MW2010 kicked off with a talk by Brad Feld. He’s an entrepreneur who did a great job of telling museums to take risks if they want to achieve something fantastic. He said (though I’m paraphrasing) “If you need to buy a new computer system, you could buy IBM which will be a safe bet, but won’t blow anyone away, or you could take a risk on something less well known and get a truly amazing result.” He also prophesied the volcano by suggesting we all go and work in someone else’s office, which a bunch of the stranded European delegates ended up doing thanks to the generosity of our US cousins.

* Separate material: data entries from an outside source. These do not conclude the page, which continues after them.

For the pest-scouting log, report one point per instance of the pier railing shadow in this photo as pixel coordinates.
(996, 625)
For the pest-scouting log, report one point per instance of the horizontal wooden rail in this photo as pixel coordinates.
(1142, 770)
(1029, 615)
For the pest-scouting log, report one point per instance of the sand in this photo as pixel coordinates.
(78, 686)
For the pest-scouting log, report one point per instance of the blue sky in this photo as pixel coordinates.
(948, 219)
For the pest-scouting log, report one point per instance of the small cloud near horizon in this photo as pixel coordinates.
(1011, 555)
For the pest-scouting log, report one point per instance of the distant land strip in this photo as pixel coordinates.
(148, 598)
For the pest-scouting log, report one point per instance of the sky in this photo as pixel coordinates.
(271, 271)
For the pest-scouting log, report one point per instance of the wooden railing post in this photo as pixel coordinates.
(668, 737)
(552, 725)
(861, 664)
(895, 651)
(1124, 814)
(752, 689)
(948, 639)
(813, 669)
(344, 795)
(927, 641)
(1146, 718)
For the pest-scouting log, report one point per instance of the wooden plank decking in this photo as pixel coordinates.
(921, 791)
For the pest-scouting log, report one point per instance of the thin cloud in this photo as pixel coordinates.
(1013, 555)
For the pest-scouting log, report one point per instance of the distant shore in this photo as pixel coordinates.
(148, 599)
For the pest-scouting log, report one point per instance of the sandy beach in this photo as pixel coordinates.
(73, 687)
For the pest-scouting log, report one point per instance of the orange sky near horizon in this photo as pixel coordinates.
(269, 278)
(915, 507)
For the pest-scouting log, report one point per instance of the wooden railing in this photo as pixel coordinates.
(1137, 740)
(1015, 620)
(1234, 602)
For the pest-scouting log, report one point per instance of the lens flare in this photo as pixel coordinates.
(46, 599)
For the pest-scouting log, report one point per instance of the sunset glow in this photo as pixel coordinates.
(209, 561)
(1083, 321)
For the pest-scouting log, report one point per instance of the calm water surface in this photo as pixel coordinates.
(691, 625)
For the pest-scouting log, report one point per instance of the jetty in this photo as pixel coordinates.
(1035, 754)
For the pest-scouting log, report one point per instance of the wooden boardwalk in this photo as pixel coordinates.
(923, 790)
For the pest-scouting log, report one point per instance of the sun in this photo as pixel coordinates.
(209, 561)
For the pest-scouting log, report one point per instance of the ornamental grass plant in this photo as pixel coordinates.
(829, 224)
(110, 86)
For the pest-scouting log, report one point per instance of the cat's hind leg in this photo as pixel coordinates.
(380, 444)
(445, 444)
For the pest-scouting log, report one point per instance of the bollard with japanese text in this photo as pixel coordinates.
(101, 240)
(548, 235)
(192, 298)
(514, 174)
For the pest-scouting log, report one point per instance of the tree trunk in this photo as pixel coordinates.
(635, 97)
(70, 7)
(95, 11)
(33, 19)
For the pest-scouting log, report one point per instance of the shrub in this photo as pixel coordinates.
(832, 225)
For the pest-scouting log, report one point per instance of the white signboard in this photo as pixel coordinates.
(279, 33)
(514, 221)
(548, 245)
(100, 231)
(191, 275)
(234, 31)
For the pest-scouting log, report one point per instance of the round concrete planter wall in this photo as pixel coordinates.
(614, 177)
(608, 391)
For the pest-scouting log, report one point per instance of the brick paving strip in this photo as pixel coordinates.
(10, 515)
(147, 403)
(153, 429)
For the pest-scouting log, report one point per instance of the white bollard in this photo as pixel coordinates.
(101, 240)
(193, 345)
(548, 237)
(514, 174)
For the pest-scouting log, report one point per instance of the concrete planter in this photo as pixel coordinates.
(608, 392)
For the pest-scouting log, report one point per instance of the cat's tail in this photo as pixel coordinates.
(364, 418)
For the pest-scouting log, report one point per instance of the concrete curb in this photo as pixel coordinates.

One of my conference highlights was Play at Work: Applying Agile Methods to Museum Web Site Development by Dana Mitroff Silvers from the San Francisco Museum of Modern Art and Alon Salant from their developers Carbon Five. It was all about Agile Development methods. It was a hands on interactive session where we played games and activities, including stand up meetings, story writing, and story mapping. Holding meetings standing up sounds like a bit of a cliché, but the talk showed how these activities can be successfully adapted to apply to museum development, and how it had worked for SFMOMA.

After that I headed over to Tales of the Unexpected: A Pragmatic and Candid View of Life Post-Launch - three museums including Cogapp client MoMA talking about life after redesign. A personal highlight was Allegra from MoMA showing a slide from the usability report we did for them last year and showing how our user testing has shaped what they’re doing. All three organisations talked about their post-launch findings such as having a CMS doesn’t mean less work, and how important digital strategies and post launch budgets are. This matches the advice we give our clients, and it was great to hear it from the organisation's point of view.

Fast, Open, and Transparent: Developing the Smithsonian’s Web and New Media Strategy was all about the Smithsonian and how they had developed their digital strategy. Michael Edson led the talk and spoke about how they developed their strategy through a series of workshops, conferences, YouTube, Twitter and a wiki. He had loads of awesome quotes, one of my favourites being “Think big, start small, change fast.” which is completely relevant to a lot of projects we’re working on right now. Seriously good.

I also got a chance to meet up with Paul Rowe from Vernon systems who we’re working with on the Waddesdon Manor project. Those guys are currently working on E-hive - the future of collections management, which is an online system that automatically publishes to the web. In the future they are planning a combined content and collections management system (a CCCMS I guess!), which will be really interesting for Cogapp and the museums world to keep an eye on.

As well as the Museums and Web conference we also got a chance to look around Denver visiting the Denver Art Museum, the Denver Museum of Science and Nature, a Henry Moore exhibition, City O’ City - a veggie restaurant, and the Wynkoop brewery (twice) alongside working our way through this about three times each.